‘A Blessing and a Relief’: How Four Families Used the Child Tax Credit

Since July, all but the most affluent families across the country have been receiving child tax credits as monthly cash payments — a first-of-its-kind policy jujitsu that converted a tax break, usually given out as a lump sum at the end of the financial year, into an additional income that expanded America’s safety net.

The program constituted the first dramatic shift of American government support for families in decades.

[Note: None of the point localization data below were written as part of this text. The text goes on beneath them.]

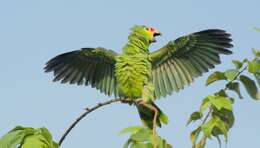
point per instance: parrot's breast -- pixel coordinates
(132, 73)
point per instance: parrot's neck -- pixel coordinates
(136, 44)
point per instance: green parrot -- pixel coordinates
(142, 75)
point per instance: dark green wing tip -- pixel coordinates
(217, 36)
(57, 62)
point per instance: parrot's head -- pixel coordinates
(144, 32)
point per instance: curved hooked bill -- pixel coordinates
(155, 35)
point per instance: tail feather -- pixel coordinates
(147, 115)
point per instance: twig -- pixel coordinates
(235, 77)
(89, 110)
(207, 116)
(211, 109)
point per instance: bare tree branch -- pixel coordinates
(89, 110)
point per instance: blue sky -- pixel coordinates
(32, 32)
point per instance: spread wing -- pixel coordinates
(89, 66)
(179, 62)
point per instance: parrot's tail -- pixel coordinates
(147, 115)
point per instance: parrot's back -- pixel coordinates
(132, 72)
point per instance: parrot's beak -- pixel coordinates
(157, 33)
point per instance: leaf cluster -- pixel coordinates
(25, 137)
(142, 137)
(216, 111)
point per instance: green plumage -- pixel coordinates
(140, 74)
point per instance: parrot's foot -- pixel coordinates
(155, 110)
(128, 101)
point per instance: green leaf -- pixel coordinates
(127, 143)
(234, 86)
(216, 76)
(202, 143)
(231, 74)
(250, 87)
(13, 138)
(221, 102)
(132, 129)
(257, 29)
(220, 128)
(37, 141)
(254, 66)
(194, 116)
(142, 135)
(26, 137)
(237, 64)
(257, 77)
(194, 135)
(204, 105)
(256, 52)
(208, 127)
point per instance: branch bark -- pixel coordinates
(89, 110)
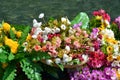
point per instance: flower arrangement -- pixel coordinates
(92, 45)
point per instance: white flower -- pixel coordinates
(47, 30)
(34, 21)
(63, 27)
(34, 36)
(49, 62)
(115, 64)
(57, 60)
(41, 15)
(85, 57)
(67, 48)
(45, 37)
(57, 30)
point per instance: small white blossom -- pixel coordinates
(38, 24)
(34, 21)
(41, 15)
(57, 60)
(49, 62)
(63, 27)
(67, 48)
(57, 30)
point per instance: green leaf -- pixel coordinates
(31, 70)
(81, 17)
(3, 55)
(10, 72)
(61, 66)
(12, 35)
(11, 57)
(24, 34)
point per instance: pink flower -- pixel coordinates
(68, 40)
(37, 48)
(76, 44)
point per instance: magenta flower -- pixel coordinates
(77, 25)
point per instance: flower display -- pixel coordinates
(91, 47)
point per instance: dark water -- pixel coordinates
(24, 11)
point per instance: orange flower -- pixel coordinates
(6, 27)
(109, 49)
(110, 58)
(18, 34)
(4, 65)
(28, 37)
(118, 58)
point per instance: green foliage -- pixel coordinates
(9, 73)
(3, 55)
(12, 35)
(50, 70)
(104, 49)
(24, 34)
(32, 70)
(94, 23)
(61, 66)
(39, 55)
(81, 17)
(116, 31)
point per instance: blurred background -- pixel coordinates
(22, 12)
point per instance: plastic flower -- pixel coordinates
(109, 49)
(110, 58)
(18, 34)
(6, 27)
(12, 44)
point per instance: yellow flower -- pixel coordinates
(28, 37)
(109, 49)
(60, 53)
(13, 29)
(110, 58)
(98, 17)
(6, 27)
(118, 74)
(118, 58)
(111, 40)
(18, 34)
(4, 65)
(12, 44)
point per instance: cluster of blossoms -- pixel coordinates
(62, 42)
(69, 44)
(117, 21)
(104, 52)
(4, 37)
(91, 74)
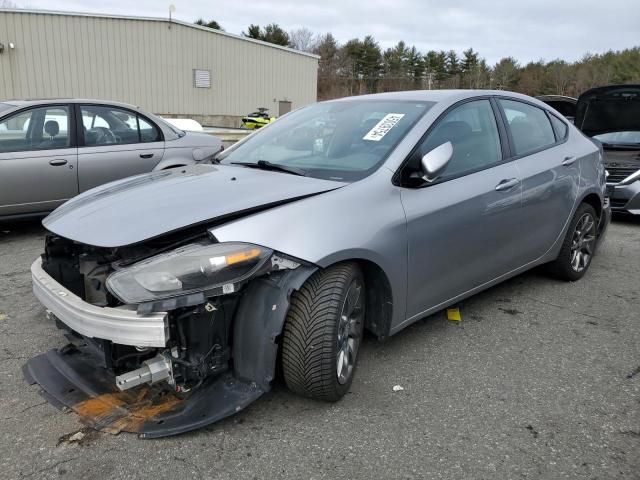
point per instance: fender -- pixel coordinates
(259, 321)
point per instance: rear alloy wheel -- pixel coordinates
(323, 331)
(579, 245)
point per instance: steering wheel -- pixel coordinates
(104, 136)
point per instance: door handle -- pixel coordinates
(507, 184)
(58, 162)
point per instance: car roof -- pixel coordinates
(437, 96)
(49, 101)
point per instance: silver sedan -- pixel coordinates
(362, 213)
(51, 150)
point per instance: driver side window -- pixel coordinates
(473, 132)
(115, 126)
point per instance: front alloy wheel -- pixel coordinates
(583, 242)
(323, 331)
(578, 246)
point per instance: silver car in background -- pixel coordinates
(185, 292)
(52, 150)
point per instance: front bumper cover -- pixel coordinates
(122, 326)
(625, 197)
(74, 377)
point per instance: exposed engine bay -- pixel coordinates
(190, 380)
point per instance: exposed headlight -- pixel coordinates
(190, 269)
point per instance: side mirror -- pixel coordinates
(434, 162)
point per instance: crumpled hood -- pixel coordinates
(145, 206)
(615, 108)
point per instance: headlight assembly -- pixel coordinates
(190, 269)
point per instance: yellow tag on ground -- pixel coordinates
(453, 314)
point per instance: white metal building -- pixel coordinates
(168, 68)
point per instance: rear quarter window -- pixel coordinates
(559, 127)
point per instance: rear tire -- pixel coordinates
(323, 331)
(578, 247)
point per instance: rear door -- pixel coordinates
(38, 160)
(115, 143)
(462, 229)
(550, 172)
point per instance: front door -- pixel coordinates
(38, 160)
(463, 228)
(116, 143)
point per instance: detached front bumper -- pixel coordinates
(76, 377)
(122, 326)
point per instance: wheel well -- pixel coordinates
(594, 200)
(379, 301)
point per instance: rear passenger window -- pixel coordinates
(472, 130)
(42, 128)
(114, 126)
(529, 125)
(559, 127)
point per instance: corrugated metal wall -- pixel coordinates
(146, 63)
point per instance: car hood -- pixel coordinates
(146, 206)
(615, 108)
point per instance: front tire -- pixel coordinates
(578, 247)
(323, 331)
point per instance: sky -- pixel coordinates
(528, 30)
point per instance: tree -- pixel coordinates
(561, 75)
(330, 67)
(302, 39)
(272, 33)
(254, 31)
(210, 24)
(506, 73)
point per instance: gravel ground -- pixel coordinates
(541, 379)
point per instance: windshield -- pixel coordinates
(619, 138)
(340, 140)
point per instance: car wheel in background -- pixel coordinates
(578, 247)
(323, 331)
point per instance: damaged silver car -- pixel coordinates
(185, 292)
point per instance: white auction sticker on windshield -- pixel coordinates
(378, 132)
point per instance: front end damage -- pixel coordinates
(175, 360)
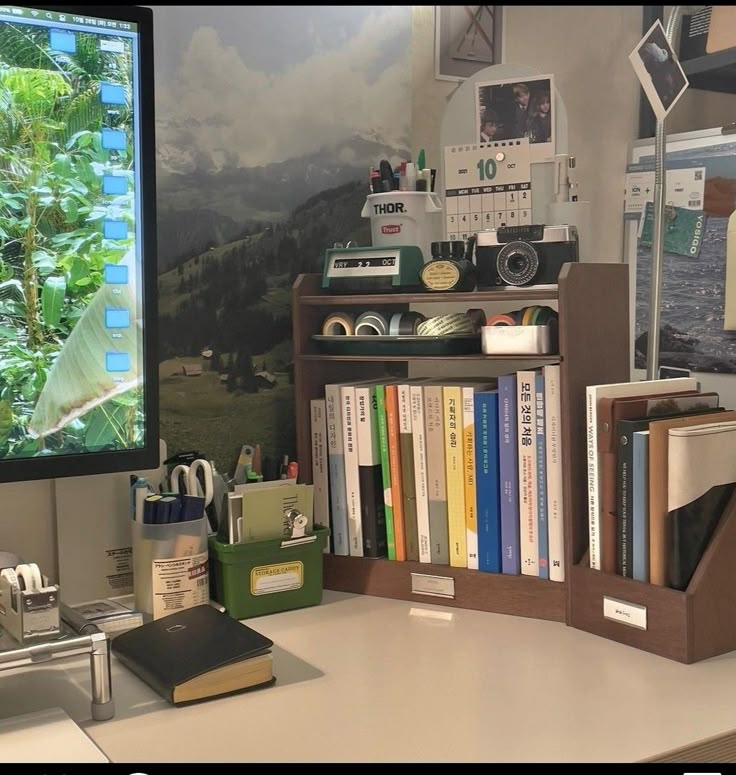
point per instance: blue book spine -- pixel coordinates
(640, 506)
(542, 532)
(508, 474)
(486, 479)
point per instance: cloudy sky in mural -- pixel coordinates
(241, 87)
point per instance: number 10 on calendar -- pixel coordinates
(486, 186)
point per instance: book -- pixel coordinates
(610, 411)
(640, 506)
(527, 454)
(372, 507)
(196, 654)
(593, 394)
(352, 475)
(553, 437)
(336, 461)
(487, 481)
(436, 488)
(658, 478)
(701, 482)
(385, 470)
(419, 442)
(394, 458)
(408, 484)
(540, 422)
(319, 462)
(508, 467)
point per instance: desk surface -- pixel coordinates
(362, 679)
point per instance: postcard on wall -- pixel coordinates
(515, 108)
(659, 71)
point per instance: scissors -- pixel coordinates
(192, 483)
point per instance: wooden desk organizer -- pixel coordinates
(685, 626)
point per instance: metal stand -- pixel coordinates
(660, 191)
(68, 644)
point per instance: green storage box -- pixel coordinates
(262, 577)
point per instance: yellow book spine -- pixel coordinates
(471, 510)
(452, 400)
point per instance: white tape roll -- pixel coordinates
(31, 576)
(371, 324)
(10, 576)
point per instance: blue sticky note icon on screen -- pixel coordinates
(117, 362)
(117, 317)
(113, 140)
(63, 41)
(115, 230)
(116, 274)
(114, 184)
(112, 94)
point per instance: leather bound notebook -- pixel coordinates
(702, 473)
(658, 483)
(610, 411)
(196, 654)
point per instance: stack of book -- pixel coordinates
(661, 469)
(465, 473)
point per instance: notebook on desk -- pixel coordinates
(196, 654)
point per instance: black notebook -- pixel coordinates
(196, 654)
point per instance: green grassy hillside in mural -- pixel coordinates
(56, 395)
(268, 119)
(233, 304)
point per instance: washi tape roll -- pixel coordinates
(338, 324)
(442, 325)
(541, 316)
(405, 323)
(10, 576)
(371, 324)
(30, 575)
(500, 320)
(478, 317)
(526, 318)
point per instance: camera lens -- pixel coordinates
(517, 263)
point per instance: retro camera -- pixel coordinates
(524, 255)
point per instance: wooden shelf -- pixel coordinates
(477, 357)
(493, 592)
(312, 295)
(713, 72)
(594, 349)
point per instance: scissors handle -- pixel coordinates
(194, 484)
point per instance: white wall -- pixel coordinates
(587, 49)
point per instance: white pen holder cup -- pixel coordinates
(404, 218)
(170, 567)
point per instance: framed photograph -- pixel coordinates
(467, 38)
(515, 108)
(658, 70)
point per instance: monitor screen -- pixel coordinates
(78, 388)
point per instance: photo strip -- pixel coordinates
(515, 108)
(659, 71)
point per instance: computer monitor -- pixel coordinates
(78, 370)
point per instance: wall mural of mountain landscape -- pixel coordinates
(268, 119)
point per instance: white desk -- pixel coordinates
(360, 679)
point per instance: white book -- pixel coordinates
(419, 445)
(553, 451)
(615, 390)
(352, 477)
(527, 452)
(320, 463)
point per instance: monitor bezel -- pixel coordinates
(147, 457)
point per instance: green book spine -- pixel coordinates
(385, 470)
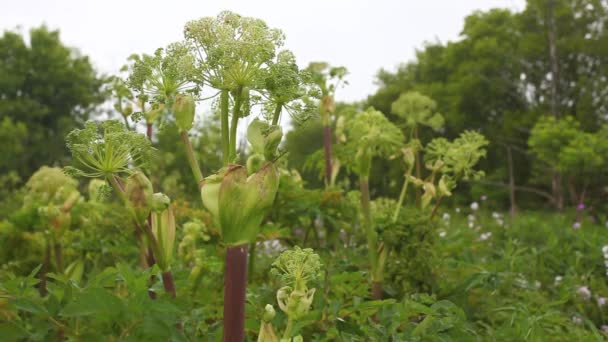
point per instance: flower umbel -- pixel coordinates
(103, 149)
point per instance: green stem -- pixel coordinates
(117, 188)
(401, 197)
(251, 267)
(288, 329)
(277, 114)
(236, 113)
(224, 124)
(370, 234)
(196, 170)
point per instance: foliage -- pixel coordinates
(47, 89)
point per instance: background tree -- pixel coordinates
(46, 90)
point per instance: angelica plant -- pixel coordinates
(232, 53)
(296, 269)
(328, 79)
(54, 194)
(371, 135)
(110, 151)
(415, 110)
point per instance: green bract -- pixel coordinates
(240, 202)
(459, 156)
(297, 267)
(163, 229)
(139, 192)
(107, 148)
(234, 48)
(417, 109)
(371, 134)
(165, 74)
(184, 109)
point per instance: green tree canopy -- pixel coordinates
(46, 89)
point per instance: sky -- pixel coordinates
(362, 35)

Since the 1990s, the child tax credit was provided only to parents who were actively working or looking for job, making the United States an outlier among other industrialized countries where subsidies for children are popular.

President Biden’s $1.9 trillion American Rescue Plan, in addition to refashioning the tax credit into monthly checks, raised the total amount parents and other caregivers received and stripped it of all work-related requirements, making more money available to more households.

The project, which was initially meant to continue for six months, has finally winded down with the last of the checks handed out on Dec. 15.

Democrats had intended to make the tax credits permanent as part of Mr. Biden’s Build Back Better proposal. But this week, the administration’s huge domestic agenda was successfully stopped, at least for now, by the centrist Senator Joe Manchin III, Democrat of West Virginia, who supported for the child tax credit expansion when it was first introduced but did not back its continuation.

“I cannot vote to continue with this piece of legislation,” Mr. Manchin said on “Fox News Sunday,” citing fears that the Build Back Better plan would contribute to the national debt and growing inflation.

The reasoning echoed that of his Republican colleagues — Senator Lindsey Graham, the top Senate Budget Committee Republican from South Carolina, branded the administration’s plan as a “inflation bomb” — who were united in their opposition to the Build Back Better legislation.

Experts have noticed that after the payments of up to $300 per kid started flowing in bank accounts, among other Covid-related aid, child poverty decreased to record lows.

In an October study by the Census Bureau, about half of the roughly 300,000 recipients polled reported using the money on food – a sign that the tax credit was also helping to reduce down hunger and food insufficiency. Many recipients also reported spending the monies on child care and school supplies.

Interviews with four families showed various day-to-day needs they utilized the funds for — from doctor’s appointments to car maintenance — and the joys of a little breathing room for households that may otherwise live paycheck to paycheck.